O que é isso, montonero?

A luta das vítimas do terror argentino por reparação

RESUMO Ao contrário dos crimes cometidos pelo Estado na ditadura argentina, jamais foram investigados ou reparados os assassinatos e atentados terroristas perpetrados pela guerrilha armada. Ex-integrantes de grupos como Montoneros e ERP integram o governo Kirchner, que se nega a atender os pleitos das vítimas.

SYLVIA COLOMBO

Muita coisa aconteceu na vida de Clotildo Barrios, 57, desde aquela terça, 6 de dezembro de 1977: teve três filhos, divorciou-se, casou-se de novo, ganhou um considerável conjunto de rugas no rosto e calos nas mãos de metalúrgico.
Mas é como se sua vida estivesse fixada naquele dia, 34 anos atrás, quando o chefe de turno na fábrica em Avellaneda, na grande Buenos Aires, o chamou com afobação para lhe dar a notícia, recebida de dois médicos: "Seu filho foi baleado, tem poucas chances".
"Cheguei ao hospital e estava tudo uma bagunça. Havia polícia, muita gente, minha mulher chorava. E meu filho estava morto", disse Barrios à Folha. Juan Eduardo, 3, acompanhara a mãe, que fora ao banco pagar uma conta de luz, na cidade onde moravam, Monte Chingolo, na província de Buenos Aires. Na saída, ele viu um quiosque e pediu um sorvete.
Nisso, um Ford Torino laranja parou no local. Uma mulher pôs meio corpo para fora da janela e abriu fogo. O alvo era o cabo Herculano Ojeda, que trabalhava no banco como vigia.
A rajada de metralhadora matou Ojeda; uma bala perdida acertou Juan Eduardo.
Desde 24 de março de 1976, a Argentina vivia uma ditadura feroz, sua sexta no século 20, que duraria até 1983 e deixaria um vasto saldo de desaparecidos -a contagem varia de 8 mil a 30 mil pessoas. Juan Eduardo, no entanto, é uma vítima da guerrilha armada, que pode ter feito 1.355 mortos.
"Eu nunca militei. Tinha colegas de fábrica que eram montoneros", conta Barrios, citando um dos principais grupos armados da época. "Estávamos no meio da ditadura e, quando eu os ouvia, simpatizava com a ideia de resistência que defendiam. Até o dia em que mataram meu menino e eu percebi o delírio que era aquela guerra."
O cálculo é do Celtyv (Centro de Estudos Legais sobre o Terrorismo e suas Vítimas), ONG comandada pela advogada Victoria Villaruel, 36. Criado em 2006, o Celtyv pede julgamento e indenizações pelos crimes da luta armada, comparando-os a ações terroristas na Espanha, cometidas pelo ETA basco, ou na Colômbia, pelas Farc.
Atualmente, tem 15 causas abertas em diferentes províncias, ainda sem vitórias. Tem chances de sucesso? "Sinceramente, acho que não", diz Villaruel. "Só continuamos porque não podemos ficar calados diante de um governo que decidiu defender apenas um lado da guerra dos anos 70 em seu discurso sobre direitos humanos."

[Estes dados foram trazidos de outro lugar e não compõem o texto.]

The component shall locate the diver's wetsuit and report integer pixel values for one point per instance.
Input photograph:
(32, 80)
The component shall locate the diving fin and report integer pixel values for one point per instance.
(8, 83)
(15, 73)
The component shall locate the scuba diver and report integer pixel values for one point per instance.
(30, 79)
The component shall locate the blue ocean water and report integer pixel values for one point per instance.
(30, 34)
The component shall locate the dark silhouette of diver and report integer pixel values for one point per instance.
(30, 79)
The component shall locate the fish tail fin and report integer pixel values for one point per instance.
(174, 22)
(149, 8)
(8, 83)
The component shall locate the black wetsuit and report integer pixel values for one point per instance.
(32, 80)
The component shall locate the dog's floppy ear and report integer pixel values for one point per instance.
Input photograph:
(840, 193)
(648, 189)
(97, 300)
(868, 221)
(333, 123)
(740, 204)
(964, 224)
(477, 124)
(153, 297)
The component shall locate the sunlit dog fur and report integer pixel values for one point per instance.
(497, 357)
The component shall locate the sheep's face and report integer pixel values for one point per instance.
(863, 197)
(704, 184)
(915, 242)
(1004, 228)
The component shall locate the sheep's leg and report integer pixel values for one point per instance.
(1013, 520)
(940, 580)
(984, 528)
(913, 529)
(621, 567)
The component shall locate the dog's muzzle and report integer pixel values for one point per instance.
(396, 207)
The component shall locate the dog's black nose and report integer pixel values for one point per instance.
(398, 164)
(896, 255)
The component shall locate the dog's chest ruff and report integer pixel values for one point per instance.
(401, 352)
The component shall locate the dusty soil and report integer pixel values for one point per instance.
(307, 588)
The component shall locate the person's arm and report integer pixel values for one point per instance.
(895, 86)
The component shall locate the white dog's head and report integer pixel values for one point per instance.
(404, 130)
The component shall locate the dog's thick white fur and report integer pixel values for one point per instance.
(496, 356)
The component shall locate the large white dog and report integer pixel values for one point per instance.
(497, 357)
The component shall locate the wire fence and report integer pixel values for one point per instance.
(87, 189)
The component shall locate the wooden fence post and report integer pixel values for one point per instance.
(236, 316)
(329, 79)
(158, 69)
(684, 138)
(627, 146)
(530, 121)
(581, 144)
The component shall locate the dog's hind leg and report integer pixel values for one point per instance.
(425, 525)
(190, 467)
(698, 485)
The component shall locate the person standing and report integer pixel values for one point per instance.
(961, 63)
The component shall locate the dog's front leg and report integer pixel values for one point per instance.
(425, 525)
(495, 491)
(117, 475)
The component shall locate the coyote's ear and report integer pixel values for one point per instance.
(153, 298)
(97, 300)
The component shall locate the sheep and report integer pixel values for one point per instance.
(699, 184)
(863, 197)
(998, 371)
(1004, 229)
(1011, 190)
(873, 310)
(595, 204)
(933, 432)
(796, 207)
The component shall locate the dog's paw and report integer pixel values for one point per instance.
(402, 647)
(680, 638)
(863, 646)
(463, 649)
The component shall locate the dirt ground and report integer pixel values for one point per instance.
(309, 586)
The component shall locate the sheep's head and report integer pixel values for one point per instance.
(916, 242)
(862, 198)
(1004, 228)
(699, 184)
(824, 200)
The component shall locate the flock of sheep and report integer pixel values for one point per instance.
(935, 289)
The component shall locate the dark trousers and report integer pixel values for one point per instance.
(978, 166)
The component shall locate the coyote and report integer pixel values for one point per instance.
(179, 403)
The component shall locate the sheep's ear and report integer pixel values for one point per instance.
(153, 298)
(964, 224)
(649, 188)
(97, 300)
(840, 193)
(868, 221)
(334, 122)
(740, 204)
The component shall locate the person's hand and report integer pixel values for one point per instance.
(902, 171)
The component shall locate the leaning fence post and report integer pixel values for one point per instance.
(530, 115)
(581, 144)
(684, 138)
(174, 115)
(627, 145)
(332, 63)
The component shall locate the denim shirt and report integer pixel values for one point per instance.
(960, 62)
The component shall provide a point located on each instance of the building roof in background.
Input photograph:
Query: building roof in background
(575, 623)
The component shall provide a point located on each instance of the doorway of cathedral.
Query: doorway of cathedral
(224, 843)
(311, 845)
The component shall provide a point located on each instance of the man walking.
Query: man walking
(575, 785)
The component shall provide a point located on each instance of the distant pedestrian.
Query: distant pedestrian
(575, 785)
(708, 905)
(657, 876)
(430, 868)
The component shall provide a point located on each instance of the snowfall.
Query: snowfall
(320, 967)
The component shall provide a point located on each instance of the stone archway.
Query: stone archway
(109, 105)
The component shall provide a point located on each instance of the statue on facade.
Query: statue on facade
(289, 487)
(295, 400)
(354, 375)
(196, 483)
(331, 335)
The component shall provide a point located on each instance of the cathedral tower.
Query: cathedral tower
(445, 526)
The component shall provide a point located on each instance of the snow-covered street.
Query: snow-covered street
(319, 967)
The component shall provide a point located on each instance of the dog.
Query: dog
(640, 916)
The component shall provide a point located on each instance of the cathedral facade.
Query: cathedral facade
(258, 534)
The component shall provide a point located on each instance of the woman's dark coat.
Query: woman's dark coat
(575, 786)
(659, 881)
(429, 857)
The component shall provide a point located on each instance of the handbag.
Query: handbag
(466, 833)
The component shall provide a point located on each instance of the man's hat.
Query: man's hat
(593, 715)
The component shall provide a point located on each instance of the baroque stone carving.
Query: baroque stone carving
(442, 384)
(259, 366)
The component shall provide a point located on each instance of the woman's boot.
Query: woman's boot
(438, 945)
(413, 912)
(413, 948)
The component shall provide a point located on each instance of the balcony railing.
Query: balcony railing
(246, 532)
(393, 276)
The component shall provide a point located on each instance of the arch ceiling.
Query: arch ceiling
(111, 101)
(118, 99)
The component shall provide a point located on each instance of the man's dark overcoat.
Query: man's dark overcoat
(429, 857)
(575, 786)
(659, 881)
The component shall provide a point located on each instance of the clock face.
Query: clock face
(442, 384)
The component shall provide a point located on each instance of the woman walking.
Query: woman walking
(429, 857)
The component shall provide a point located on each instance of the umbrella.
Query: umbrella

BANDEIRA De fato, a bandeira foi encampada pelo governo assim que Néstor Kirchner (1950-2010) assumiu o poder, em 2003: cooptou grupos como as Mães e as Avós da Praça de Maio, os principais movimentos populares que pediam explicações pelos desaparecimentos, e anulou as leis de Obediência Devida e Ponto Final proclamadas por Raúl Alfonsín no final de seu governo. Sem elas, os agentes do Estado que perpetraram torturas ou execuções a mando de superiores hierárquicos já não tinham perdão garantido.
Num gesto famoso, Kirchner mandou retirar a foto do ditador Jorge Videla da galeria do Colégio Militar. Videla foi parar na cadeia, onde está hoje, aos 86, condenado a prisão perpétua. Iniciou um amplo processo de julgamento dos repressores das Forças Armadas.
A iniciativa dos Kirchner não inclui a investigação dos crimes dos Montoneros e de outros grupos armados. Ao assumir a Presidência, Alfonsín tentara investigar os dois lados, com ênfase nos crimes do Estado, mas viu-se pressionado a promulgar as leis que anistiavam ambos. Seu sucessor, o peronista Carlos Menem (1989-99), concedeu indultos que libertaram tanto generais como guerrilheiros.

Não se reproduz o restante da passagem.